The best way to trade forex with AI
Whether you are a beginner or a professional, you can improve your forex trading performance with our AI in simple steps. Check it out below:
Don’t you have a broker account yet? Our AI is integrated to trade automated with the broker Oanda. Click here to open an account.
- Long positions focus on ascending markets, known as a bull market.
- Short positions focus on descending markets, known as a bear market.
- No matter what your preference is, you probably will use both bullish and bearish strategies to maximize your returns.
- Wiseinvest AI forex trading system and financial content of Wiseinvest are useful to both kinds of traders.
The best professionals in forex market use the best tools to improve their performance. And You can have the same features and use the A.I. power of Wise-Signals to help you be more successful.
Finally, what is your favorite forex style: Bull or Bear? Did you manage to think about it with the help of Wiseinvest?
Disclaimer: Forex and Contracts for Difference (CFDs) are complex instruments and come with a high risk of losing money due to leverage. Forex trading is not suitable for everyone. You should consider whether you understand how forex and CFDs work and whether you can afford to take the high risk of losing your money.

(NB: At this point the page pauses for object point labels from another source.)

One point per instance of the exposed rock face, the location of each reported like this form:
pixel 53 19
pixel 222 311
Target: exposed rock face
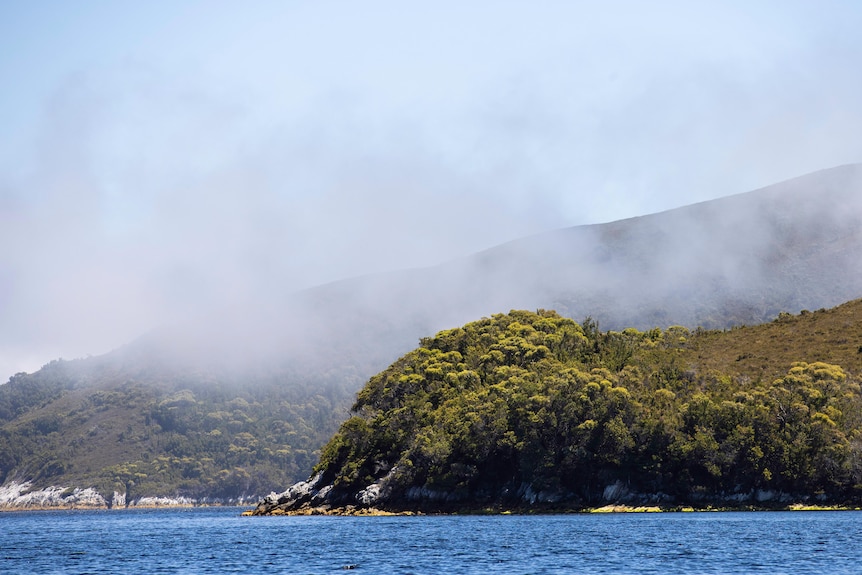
pixel 316 497
pixel 18 496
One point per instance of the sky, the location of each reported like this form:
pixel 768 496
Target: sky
pixel 163 159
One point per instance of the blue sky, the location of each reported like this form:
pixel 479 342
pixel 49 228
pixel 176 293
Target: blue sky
pixel 157 158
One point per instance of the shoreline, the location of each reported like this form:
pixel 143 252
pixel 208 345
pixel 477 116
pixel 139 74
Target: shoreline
pixel 351 511
pixel 120 509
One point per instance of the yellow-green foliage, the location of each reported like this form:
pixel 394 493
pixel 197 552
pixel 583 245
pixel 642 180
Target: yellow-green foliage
pixel 534 398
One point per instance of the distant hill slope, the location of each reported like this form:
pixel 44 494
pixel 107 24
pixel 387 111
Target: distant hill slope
pixel 130 427
pixel 532 410
pixel 738 260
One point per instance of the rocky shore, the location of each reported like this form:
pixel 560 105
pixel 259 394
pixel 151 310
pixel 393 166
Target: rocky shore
pixel 317 497
pixel 15 496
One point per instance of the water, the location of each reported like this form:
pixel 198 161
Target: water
pixel 193 541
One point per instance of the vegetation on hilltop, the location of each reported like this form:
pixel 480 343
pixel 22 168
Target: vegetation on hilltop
pixel 532 407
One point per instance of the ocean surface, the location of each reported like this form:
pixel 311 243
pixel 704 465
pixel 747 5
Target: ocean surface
pixel 219 540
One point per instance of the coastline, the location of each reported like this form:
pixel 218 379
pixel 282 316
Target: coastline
pixel 351 511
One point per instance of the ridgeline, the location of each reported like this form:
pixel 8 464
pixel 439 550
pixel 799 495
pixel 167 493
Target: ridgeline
pixel 533 411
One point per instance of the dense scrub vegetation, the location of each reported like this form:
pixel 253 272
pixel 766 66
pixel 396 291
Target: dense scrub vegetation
pixel 144 432
pixel 534 403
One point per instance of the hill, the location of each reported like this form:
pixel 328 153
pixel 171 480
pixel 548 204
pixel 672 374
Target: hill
pixel 121 428
pixel 532 410
pixel 285 373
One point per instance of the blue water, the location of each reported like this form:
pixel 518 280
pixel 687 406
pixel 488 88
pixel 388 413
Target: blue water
pixel 221 541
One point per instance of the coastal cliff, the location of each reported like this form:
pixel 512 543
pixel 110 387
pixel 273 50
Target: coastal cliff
pixel 532 411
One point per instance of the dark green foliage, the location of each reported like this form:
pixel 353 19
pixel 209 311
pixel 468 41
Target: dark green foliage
pixel 534 399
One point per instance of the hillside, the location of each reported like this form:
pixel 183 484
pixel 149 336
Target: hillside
pixel 240 402
pixel 532 410
pixel 127 428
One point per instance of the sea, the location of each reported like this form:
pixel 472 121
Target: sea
pixel 220 540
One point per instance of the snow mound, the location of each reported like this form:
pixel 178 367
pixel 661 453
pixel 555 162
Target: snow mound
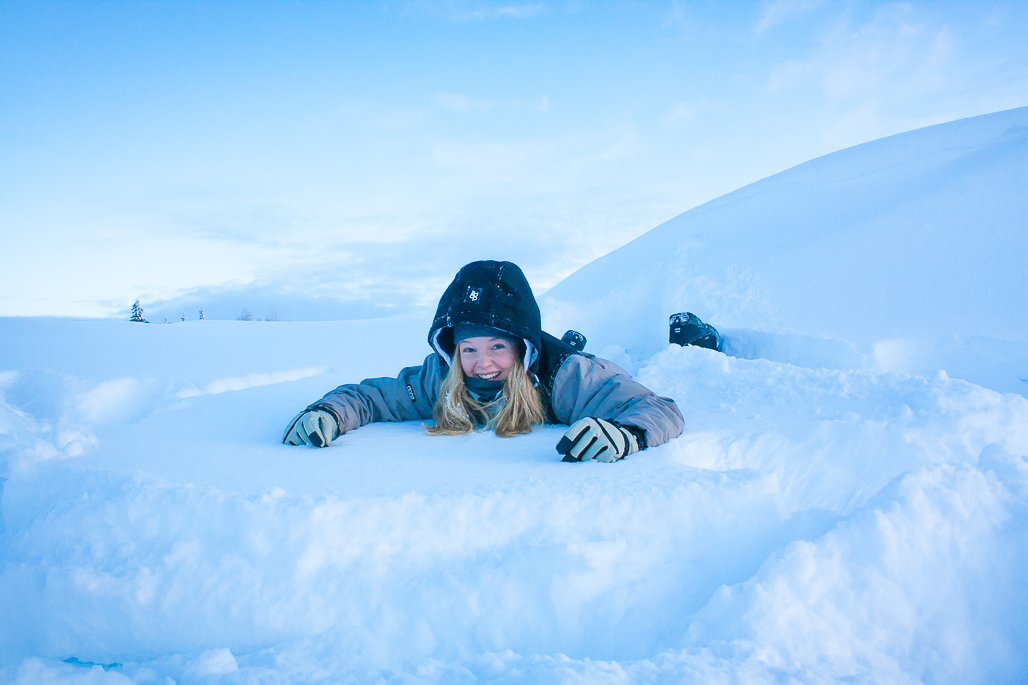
pixel 811 524
pixel 828 515
pixel 907 254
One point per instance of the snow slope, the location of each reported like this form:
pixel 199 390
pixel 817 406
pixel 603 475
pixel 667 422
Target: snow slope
pixel 906 254
pixel 820 519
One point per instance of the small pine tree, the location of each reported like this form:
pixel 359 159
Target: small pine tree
pixel 137 313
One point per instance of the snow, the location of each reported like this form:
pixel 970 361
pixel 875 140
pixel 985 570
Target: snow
pixel 849 500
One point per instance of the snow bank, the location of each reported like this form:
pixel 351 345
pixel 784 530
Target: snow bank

The forex brokerages displayed shall disclaim the overall performance of traders in their platforms. Oanda warns that 76.8% of retail forex traders lose money trading CFDs. XTB warns that 80% of retail forex traders lose money trading CFDs. The forex broker Fxcm warns that 69.66% of retail forex traders lose money trading CFDs.
The performances aforementioned are not related to Wiseinvest AI forex trading and AI forex signals system. You can check the performance of our AI forex system on our dashboard.